A parent loves unconditionally in the sense that this child they gave life to is an extension of themselves and, as we care for ourselves, so must we care for our children [extensions of ourselves]. The problem is, if we were totally honest, we would all agree that the unconditional part is really kind of conditional in the fact that it is congruent with the parent-child relationship alone; outside of the parent-child complex, some would have to admit that they would never associate with or condone their kids. The unconditional is like a hoax in essence; it is because no matter what, a good parent loves their child, but it isn’t because sometimes a parent must remind themselves that this is their child to remind them that they must love them no matter what. This unconditional love is a teaching love; you love through their faults, but teach them to overcome their faults. This is true unconditional love because again, the actions, sights, feelings, and truth encompass caring for the object of that unconditional love without the need for a peptalk or guilt trip [unprovoked essentially]. You want to teach your child to be aware of their faults and themselves essentially that they may grow to be productive, healthy adults. You want to teach your child. You love them enough to put the effort into teaching, nurturing, guiding, and comforting them. Because you love them unconditionally; you are a good parent.

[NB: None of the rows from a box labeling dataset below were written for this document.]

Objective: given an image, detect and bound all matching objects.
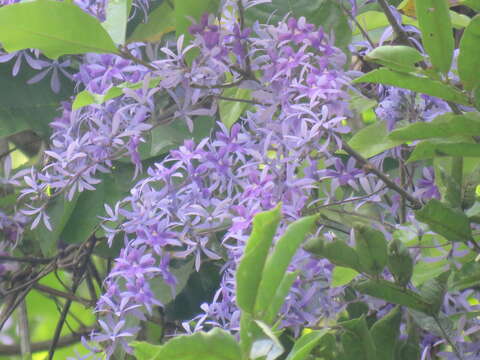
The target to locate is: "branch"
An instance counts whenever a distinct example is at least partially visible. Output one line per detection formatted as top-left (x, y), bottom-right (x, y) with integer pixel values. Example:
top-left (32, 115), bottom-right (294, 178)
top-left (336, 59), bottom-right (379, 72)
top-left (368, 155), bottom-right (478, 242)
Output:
top-left (0, 328), bottom-right (95, 356)
top-left (48, 236), bottom-right (97, 360)
top-left (378, 0), bottom-right (416, 48)
top-left (341, 139), bottom-right (423, 210)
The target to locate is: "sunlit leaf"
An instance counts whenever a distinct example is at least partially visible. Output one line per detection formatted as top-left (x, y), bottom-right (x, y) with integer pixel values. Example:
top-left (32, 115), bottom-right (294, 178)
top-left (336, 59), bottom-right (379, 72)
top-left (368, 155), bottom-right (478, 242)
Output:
top-left (0, 0), bottom-right (118, 59)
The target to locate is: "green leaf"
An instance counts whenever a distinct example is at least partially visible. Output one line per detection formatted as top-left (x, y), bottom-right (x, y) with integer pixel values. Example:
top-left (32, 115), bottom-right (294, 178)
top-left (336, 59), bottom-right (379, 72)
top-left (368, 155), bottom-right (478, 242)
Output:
top-left (285, 330), bottom-right (328, 360)
top-left (348, 121), bottom-right (401, 158)
top-left (218, 88), bottom-right (251, 128)
top-left (355, 226), bottom-right (388, 275)
top-left (353, 10), bottom-right (418, 35)
top-left (415, 199), bottom-right (472, 242)
top-left (388, 239), bottom-right (413, 286)
top-left (72, 78), bottom-right (160, 110)
top-left (304, 238), bottom-right (360, 271)
top-left (353, 68), bottom-right (470, 105)
top-left (365, 45), bottom-right (423, 72)
top-left (165, 262), bottom-right (221, 321)
top-left (338, 316), bottom-right (376, 360)
top-left (353, 280), bottom-right (432, 314)
top-left (127, 1), bottom-right (175, 43)
top-left (458, 15), bottom-right (480, 90)
top-left (102, 0), bottom-right (132, 45)
top-left (407, 139), bottom-right (480, 162)
top-left (370, 306), bottom-right (402, 360)
top-left (415, 0), bottom-right (455, 74)
top-left (0, 0), bottom-right (118, 59)
top-left (236, 206), bottom-right (281, 313)
top-left (255, 216), bottom-right (317, 318)
top-left (331, 266), bottom-right (359, 287)
top-left (420, 271), bottom-right (450, 314)
top-left (250, 320), bottom-right (285, 360)
top-left (409, 310), bottom-right (456, 338)
top-left (61, 164), bottom-right (134, 244)
top-left (132, 328), bottom-right (241, 360)
top-left (389, 112), bottom-right (480, 141)
top-left (0, 62), bottom-right (73, 139)
top-left (246, 0), bottom-right (352, 47)
top-left (130, 341), bottom-right (164, 360)
top-left (412, 259), bottom-right (448, 287)
top-left (461, 0), bottom-right (480, 12)
top-left (263, 271), bottom-right (299, 324)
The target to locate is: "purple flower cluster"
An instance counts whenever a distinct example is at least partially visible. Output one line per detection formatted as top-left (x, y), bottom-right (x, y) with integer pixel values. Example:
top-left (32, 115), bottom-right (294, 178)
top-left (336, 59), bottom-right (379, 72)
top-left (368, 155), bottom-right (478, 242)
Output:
top-left (84, 10), bottom-right (380, 353)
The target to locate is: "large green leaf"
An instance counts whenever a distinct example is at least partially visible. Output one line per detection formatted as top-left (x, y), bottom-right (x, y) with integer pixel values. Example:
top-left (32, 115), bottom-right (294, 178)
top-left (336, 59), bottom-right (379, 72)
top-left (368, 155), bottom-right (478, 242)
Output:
top-left (415, 199), bottom-right (472, 242)
top-left (236, 206), bottom-right (281, 313)
top-left (420, 271), bottom-right (450, 314)
top-left (458, 15), bottom-right (480, 90)
top-left (263, 271), bottom-right (299, 325)
top-left (461, 0), bottom-right (480, 12)
top-left (339, 316), bottom-right (376, 360)
top-left (132, 328), bottom-right (241, 360)
top-left (365, 45), bottom-right (423, 72)
top-left (407, 139), bottom-right (480, 162)
top-left (354, 280), bottom-right (432, 314)
top-left (415, 0), bottom-right (455, 74)
top-left (348, 121), bottom-right (401, 158)
top-left (304, 239), bottom-right (361, 271)
top-left (0, 64), bottom-right (73, 139)
top-left (102, 0), bottom-right (132, 45)
top-left (389, 112), bottom-right (480, 141)
top-left (388, 239), bottom-right (413, 286)
top-left (246, 0), bottom-right (352, 47)
top-left (0, 0), bottom-right (118, 59)
top-left (370, 306), bottom-right (402, 360)
top-left (255, 216), bottom-right (317, 319)
top-left (353, 68), bottom-right (470, 105)
top-left (249, 320), bottom-right (285, 360)
top-left (218, 88), bottom-right (251, 128)
top-left (409, 309), bottom-right (456, 338)
top-left (127, 1), bottom-right (175, 43)
top-left (61, 164), bottom-right (134, 244)
top-left (72, 78), bottom-right (160, 110)
top-left (285, 330), bottom-right (328, 360)
top-left (355, 226), bottom-right (387, 275)
top-left (331, 266), bottom-right (358, 287)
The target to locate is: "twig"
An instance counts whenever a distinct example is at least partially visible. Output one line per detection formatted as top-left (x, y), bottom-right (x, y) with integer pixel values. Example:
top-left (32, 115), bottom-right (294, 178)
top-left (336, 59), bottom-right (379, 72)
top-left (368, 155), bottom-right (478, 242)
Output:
top-left (433, 315), bottom-right (463, 360)
top-left (378, 0), bottom-right (416, 48)
top-left (341, 139), bottom-right (422, 210)
top-left (215, 95), bottom-right (264, 105)
top-left (33, 284), bottom-right (95, 307)
top-left (0, 328), bottom-right (95, 356)
top-left (305, 186), bottom-right (387, 215)
top-left (0, 255), bottom-right (53, 265)
top-left (18, 300), bottom-right (32, 360)
top-left (340, 3), bottom-right (375, 48)
top-left (48, 236), bottom-right (97, 360)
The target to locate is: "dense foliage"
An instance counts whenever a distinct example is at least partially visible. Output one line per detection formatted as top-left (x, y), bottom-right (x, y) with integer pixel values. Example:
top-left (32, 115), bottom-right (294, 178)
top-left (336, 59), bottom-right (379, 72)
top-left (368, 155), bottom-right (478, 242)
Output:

You don’t turn a blind eye because to turn a blind eye is to suffocate the truth and cause the child to question.
Questions are great; they evoke thoughts and dreams and motivate desires. The problem lies in what type of questions are presented. Give the child questions that encourage growth and learning, and you have a well-rounded child. Make the child question what love and right is and you make a kid confused. The right questions lead to the right path.
You can’t plant a seed of confusion and expect it not to flourish.
And so the unconditional lie; if you love unconditionally, you set yourself up to be hurt more often than not, but if you can find love that is true, the unconditional part is a non-issue because they will not set you up to the point where you are confused. Did I lose anyone? The fact is that you shouldn’t love someone else unconditionally to the point of self-destruction, but there can be people in your life that you can love unconditionally because they will not abuse that clause: they will not give you reason to remind yourself that you must indeed love them since you love them unconditionally…without condition…[get it?]
We want to believe in unconditional love, but as with trusting ourselves in the face of a lie, we must trust ourselves to know who we can and cannot entrust that love to.